An elastic spring under tension of 3 N has a length a. Its length is b under tension 2 N. For its length (3a – 2b), the value of tension will be_____ N.

Answer 1

Correct Answer: 5

Given:

\[ 3 = K(a - \ell) \] \[ 2 = K(b - \ell) \]

where \( K \) is the spring constant and \( \ell \) is the natural length of the spring.

To find the tension \( T \) for the length \( (3a - 2b) \), we use:
\[ T = K (3a - 2b - \ell) \]

Substituting the values of \( a - \ell \) and \( b - \ell \) from the given equations:
\[ T = K [3(a - \ell) - 2(b - \ell)] \]

\[ T = K \left[ 3 \left( \frac{3}{K} \right) - 2 \left( \frac{2}{K} \right) \right] \]

\[ T = K \left[ \frac{9}{K} - \frac{4}{K} \right] \]

\[ T = K \left[ \frac{5}{K} \right] = 5 \, \text{N} \]

Conclusion:
Hence, the value of the tension is \( 5 \, \text{N} \).

Answer 2

Step 1: Given data.
Tension \( T_1 = 3 \, \text{N} \) corresponds to length \( a \).
Tension \( T_2 = 2 \, \text{N} \) corresponds to length \( b \).
We need to find the tension when the spring length is \( (3a - 2b) \).

Step 2: Apply Hooke’s Law.
For an elastic spring, extension is directly proportional to the applied force (tension):
\[ T = k(x - x_0) \] where \( x \) is the length under tension, and \( x_0 \) is the natural (unstretched) length.
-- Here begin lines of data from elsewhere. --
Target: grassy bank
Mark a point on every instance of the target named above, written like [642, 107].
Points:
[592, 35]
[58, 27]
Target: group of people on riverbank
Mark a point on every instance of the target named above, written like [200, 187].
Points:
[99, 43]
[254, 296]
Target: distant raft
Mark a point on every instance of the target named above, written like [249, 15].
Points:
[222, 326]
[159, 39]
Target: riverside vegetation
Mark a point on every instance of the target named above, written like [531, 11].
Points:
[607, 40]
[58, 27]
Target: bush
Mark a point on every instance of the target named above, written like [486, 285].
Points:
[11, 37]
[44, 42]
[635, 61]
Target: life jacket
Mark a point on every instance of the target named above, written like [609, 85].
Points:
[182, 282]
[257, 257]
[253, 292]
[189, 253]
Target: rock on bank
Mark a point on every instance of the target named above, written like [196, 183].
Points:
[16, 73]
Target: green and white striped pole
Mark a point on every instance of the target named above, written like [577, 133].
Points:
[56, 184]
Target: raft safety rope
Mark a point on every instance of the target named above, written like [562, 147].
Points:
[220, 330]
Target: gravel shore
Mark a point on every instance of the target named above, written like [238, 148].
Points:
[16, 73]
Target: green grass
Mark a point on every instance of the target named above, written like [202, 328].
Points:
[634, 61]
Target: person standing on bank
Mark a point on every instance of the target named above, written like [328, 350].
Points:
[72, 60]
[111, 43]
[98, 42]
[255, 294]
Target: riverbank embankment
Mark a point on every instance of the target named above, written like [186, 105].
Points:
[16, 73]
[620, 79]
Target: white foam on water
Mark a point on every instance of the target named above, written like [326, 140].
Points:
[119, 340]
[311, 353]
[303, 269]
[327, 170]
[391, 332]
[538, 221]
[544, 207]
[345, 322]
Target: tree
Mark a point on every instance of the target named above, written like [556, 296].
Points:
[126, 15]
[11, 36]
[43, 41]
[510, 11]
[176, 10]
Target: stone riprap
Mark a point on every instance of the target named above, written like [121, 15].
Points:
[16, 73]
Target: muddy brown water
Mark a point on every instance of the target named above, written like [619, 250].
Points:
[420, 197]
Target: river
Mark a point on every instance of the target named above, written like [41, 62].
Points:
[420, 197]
Step 3: Write two equations.
\[ 3 = k(a - x_0) \quad \text{(1)} \] \[ 2 = k(b - x_0) \quad \text{(2)} \] Subtract (2) from (1):
\[ 3 - 2 = k(a - b) \] \[ k = \frac{1}{a - b} \]
Step 4: Find \( x_0 \) (natural length).
From equation (1):
\[ 3 = \frac{1}{a - b}(a - x_0) \] \[ a - x_0 = 3(a - b) \] \[ x_0 = a - 3(a - b) = a - 3a + 3b = 3b - 2a \]
Step 5: Find tension for length \( (3a - 2b) \).
\[ T = k[(3a - 2b) - x_0] = \frac{1}{a - b}[(3a - 2b) - (3b - 2a)] \] Simplify the numerator:
\[ (3a - 2b - 3b + 2a) = 5a - 5b = 5(a - b) \] \[ T = \frac{1}{a - b} \times 5(a - b) = 5 \, \text{N} \]
Final Answer:
\[ \boxed{5 \, \text{N}} \]